Ricordati che sei stato straniero anche tu – Vincenzo Passerini

Magazzino 18, di Simone Cristicchi, uno spettacolo teatrale – regalo inatteso – mi ha aperto gli occhi sulla migrazione Giuliano-Dalmata del 1947. Magazzino 18 è il nome del deposito situato nel porto di Trieste che conserva moltissime masserizie abbandonate da un intera generazione di italiani costretti all’esilio.

Uno spettacolo che riprende una vicenda dimenticata, un po’ come le masserizie in quel deposito. Un tema che, con altri protagonisti, è attualissimo, lo percepiamo dalle pagine dei giornali, anche oggi. I migranti sono una categoria sociale ancora presente, anche nel 2016. E se molti dei nostri parenti lo sono stati ieri alcuni dei nostri giovani, oggi, percepisconoono l’idea dell’andare all’estero come frutto della globalizzazione.
Il termine migrante mi pare allontani la concretezza della questione: pone l’attenzione su un altro paese, su altre persone, su fatiche di altri.

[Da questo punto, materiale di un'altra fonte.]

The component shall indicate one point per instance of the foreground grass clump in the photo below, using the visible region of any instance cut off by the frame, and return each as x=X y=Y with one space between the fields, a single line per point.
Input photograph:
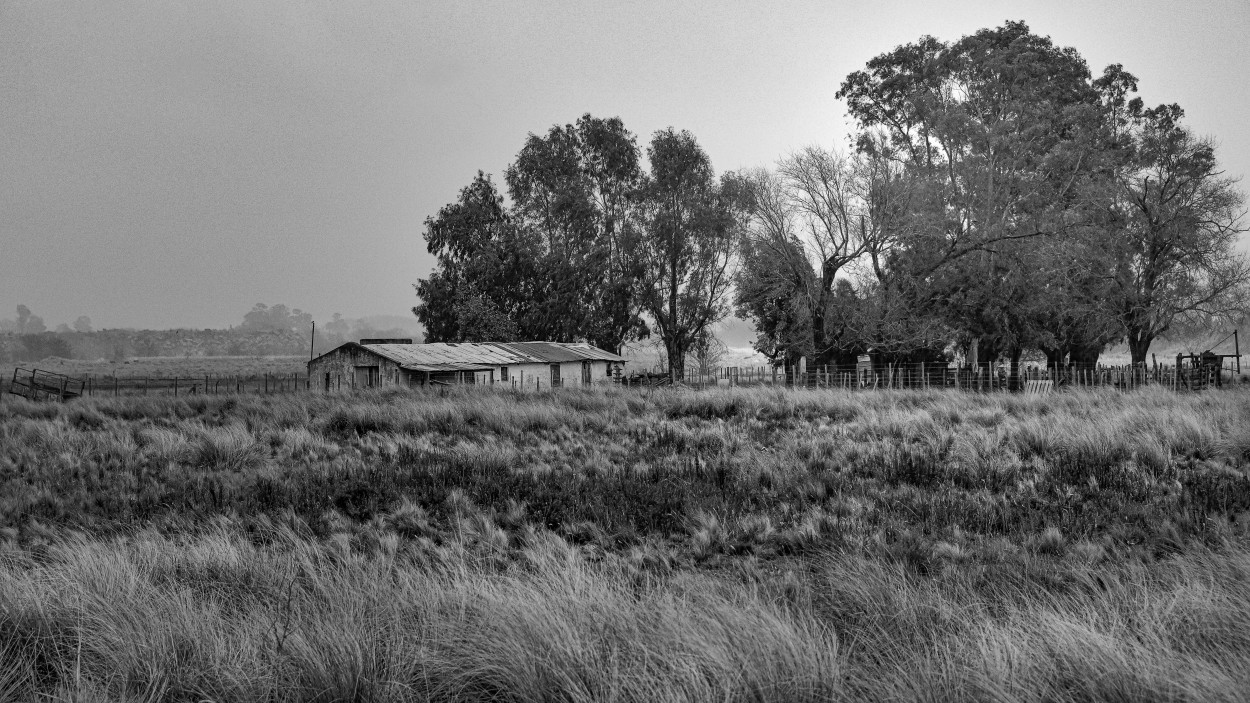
x=726 y=544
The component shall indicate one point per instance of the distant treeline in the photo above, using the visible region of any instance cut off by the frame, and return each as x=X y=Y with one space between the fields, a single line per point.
x=265 y=332
x=999 y=202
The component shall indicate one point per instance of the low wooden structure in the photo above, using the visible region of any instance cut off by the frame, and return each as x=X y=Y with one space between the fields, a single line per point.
x=376 y=363
x=36 y=384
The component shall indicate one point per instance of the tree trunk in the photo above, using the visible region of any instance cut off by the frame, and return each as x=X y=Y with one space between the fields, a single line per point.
x=676 y=360
x=1055 y=357
x=1085 y=358
x=1014 y=379
x=1139 y=345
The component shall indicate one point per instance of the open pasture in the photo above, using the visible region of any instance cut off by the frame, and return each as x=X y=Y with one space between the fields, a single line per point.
x=670 y=544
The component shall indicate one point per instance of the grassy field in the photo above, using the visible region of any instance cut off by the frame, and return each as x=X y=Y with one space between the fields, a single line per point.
x=733 y=544
x=166 y=367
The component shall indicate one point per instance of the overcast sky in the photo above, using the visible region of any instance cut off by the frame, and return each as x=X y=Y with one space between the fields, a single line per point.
x=170 y=164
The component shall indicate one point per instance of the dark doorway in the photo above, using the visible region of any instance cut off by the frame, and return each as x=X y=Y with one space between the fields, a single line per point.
x=368 y=377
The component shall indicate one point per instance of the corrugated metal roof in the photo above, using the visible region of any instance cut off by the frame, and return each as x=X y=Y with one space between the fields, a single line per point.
x=476 y=355
x=440 y=354
x=555 y=352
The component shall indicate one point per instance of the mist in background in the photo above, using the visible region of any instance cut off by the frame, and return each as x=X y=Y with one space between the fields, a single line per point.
x=170 y=164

RICORDATI-CHE-SEI-STATO-STRANIERO-ANCHE-TU_lineE’ curioso leggere, in uno dei capitoli del libro di Passerini “Ricordati che sei stato straniero anche tu” [ed. Fuorimargine – 2015] il punto di vista dell’italiano migrante. Come dire che anche noi sappiamo cosa significa sentirsi esclusi, avere la sensazione di aver perso tutto, non avere le parole per dire le proprie necessità, per chiedere aiuto.
Anche il cammino associativo di quest’anno, ci introduce, alla realtà di una vita che è viaggio. Perchè allora non raccogliere l’invito a rendere il viaggio di chi è dovuto o ha scelto solo in parte di partire, un po’ più leggero?

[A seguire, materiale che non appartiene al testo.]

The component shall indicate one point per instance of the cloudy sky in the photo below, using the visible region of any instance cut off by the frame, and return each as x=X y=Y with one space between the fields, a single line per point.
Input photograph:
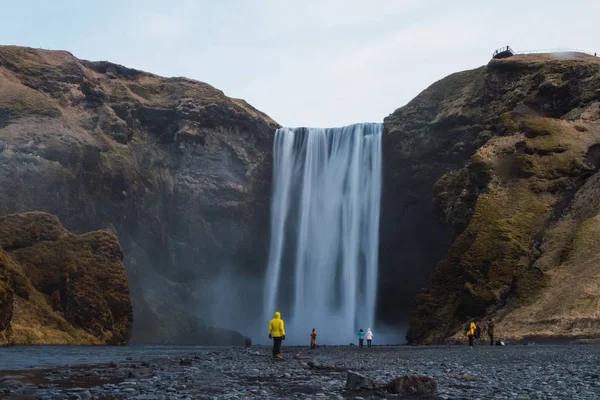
x=304 y=62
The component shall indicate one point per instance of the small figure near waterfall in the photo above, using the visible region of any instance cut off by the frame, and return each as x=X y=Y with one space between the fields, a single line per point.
x=277 y=333
x=470 y=331
x=361 y=338
x=313 y=339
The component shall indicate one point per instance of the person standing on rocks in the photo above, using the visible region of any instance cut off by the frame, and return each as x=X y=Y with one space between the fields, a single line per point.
x=361 y=338
x=490 y=328
x=470 y=332
x=277 y=333
x=369 y=337
x=313 y=339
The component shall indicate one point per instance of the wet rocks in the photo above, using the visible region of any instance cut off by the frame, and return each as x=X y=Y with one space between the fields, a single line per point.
x=356 y=381
x=499 y=372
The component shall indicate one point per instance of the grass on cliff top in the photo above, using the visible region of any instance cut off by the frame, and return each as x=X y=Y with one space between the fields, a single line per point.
x=26 y=229
x=69 y=289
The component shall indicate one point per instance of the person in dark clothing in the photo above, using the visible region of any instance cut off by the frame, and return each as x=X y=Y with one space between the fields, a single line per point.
x=490 y=329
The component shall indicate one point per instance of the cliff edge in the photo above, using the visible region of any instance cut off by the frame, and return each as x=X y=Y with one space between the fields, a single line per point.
x=178 y=171
x=58 y=288
x=510 y=154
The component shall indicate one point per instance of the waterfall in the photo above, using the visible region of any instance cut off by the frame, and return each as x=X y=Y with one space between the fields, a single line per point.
x=322 y=270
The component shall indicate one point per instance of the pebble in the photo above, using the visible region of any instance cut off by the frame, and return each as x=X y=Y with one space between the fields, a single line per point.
x=536 y=372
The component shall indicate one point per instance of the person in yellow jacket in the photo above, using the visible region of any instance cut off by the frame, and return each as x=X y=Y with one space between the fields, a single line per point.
x=277 y=333
x=471 y=332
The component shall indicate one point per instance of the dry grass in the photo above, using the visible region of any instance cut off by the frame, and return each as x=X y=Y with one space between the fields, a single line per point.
x=67 y=289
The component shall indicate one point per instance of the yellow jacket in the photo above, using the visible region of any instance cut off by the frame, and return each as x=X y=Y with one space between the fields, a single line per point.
x=276 y=326
x=471 y=331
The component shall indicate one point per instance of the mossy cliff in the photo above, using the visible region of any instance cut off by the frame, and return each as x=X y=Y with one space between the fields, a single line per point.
x=511 y=149
x=178 y=171
x=60 y=288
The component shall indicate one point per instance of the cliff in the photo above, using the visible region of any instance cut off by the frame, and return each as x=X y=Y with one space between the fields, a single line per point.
x=509 y=155
x=177 y=170
x=60 y=288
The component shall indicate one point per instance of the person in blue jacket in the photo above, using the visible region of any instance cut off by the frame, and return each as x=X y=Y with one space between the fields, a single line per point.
x=361 y=338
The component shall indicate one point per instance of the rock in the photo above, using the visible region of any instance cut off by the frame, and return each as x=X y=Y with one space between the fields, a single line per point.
x=155 y=160
x=356 y=381
x=320 y=362
x=450 y=138
x=11 y=384
x=413 y=386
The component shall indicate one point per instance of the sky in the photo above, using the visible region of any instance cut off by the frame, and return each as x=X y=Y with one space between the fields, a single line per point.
x=318 y=63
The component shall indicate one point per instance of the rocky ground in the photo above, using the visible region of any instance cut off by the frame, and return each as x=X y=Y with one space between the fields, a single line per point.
x=519 y=371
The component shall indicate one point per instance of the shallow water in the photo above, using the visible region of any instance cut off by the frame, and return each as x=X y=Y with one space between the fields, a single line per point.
x=36 y=357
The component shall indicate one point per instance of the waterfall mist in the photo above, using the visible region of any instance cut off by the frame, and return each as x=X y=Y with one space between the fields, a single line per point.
x=322 y=270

I migranti, oggi, come ieri cercano generalmente sicurezza, pace, normalità: vita. Per sé e soprattutto per i loro cari. Lo si scopre quando capita di incontrarne qualcuno che in un italiano, forse stentato ma essenziale ed emozionante, racconta di sé, del viaggio. Di chi ha lasciato. Perchè è partito. Uomini. Donne. Bambini. Esseri umani.
Persone che a prescindere da ogni appartenenza sono detentrici del diritto di essere considerate, prima di tutto, umane. Trattate umanamente. Accolte umanamente.
Certo, le questioni politiche non sono da sminuire e c’è chi ha la responsabilità di lavorare affinchè le loro terre d’origine ritornino accoglienti. Ma non possiamo nasconderci dietro responsabilità che ora non sono nostre.
La mano che abbiamo da giocare noi, ora, è l’altra: quella dell’accoglienza. Forse qualcuno, accanto a noi, ha già provveduto; società, parrocchie, istituzioni in questo momento si fanno in quattro per rendere un po’ più facili le giornate di queste persone.
A noi allora, resterà la possibilità di rendergliele anche un po’ più umane, vivendo nei loro confronti gesti di accoglienza, di gentilezza, di solidarietà.
Per iniziare basterà un sorriso e il buon giorno, poi da parola nascerà parola e si costruiranno diaologhi e si finirà facilmente a chiacchierare insieme in una qualche nuova lingua fatta di parole e di sguardi.
D’altra parte, come ci ricorda Passerini nel suo libro citando S. Paolo, “alcuni, praticando l’ospitalità, hanno accolto degli angeli.”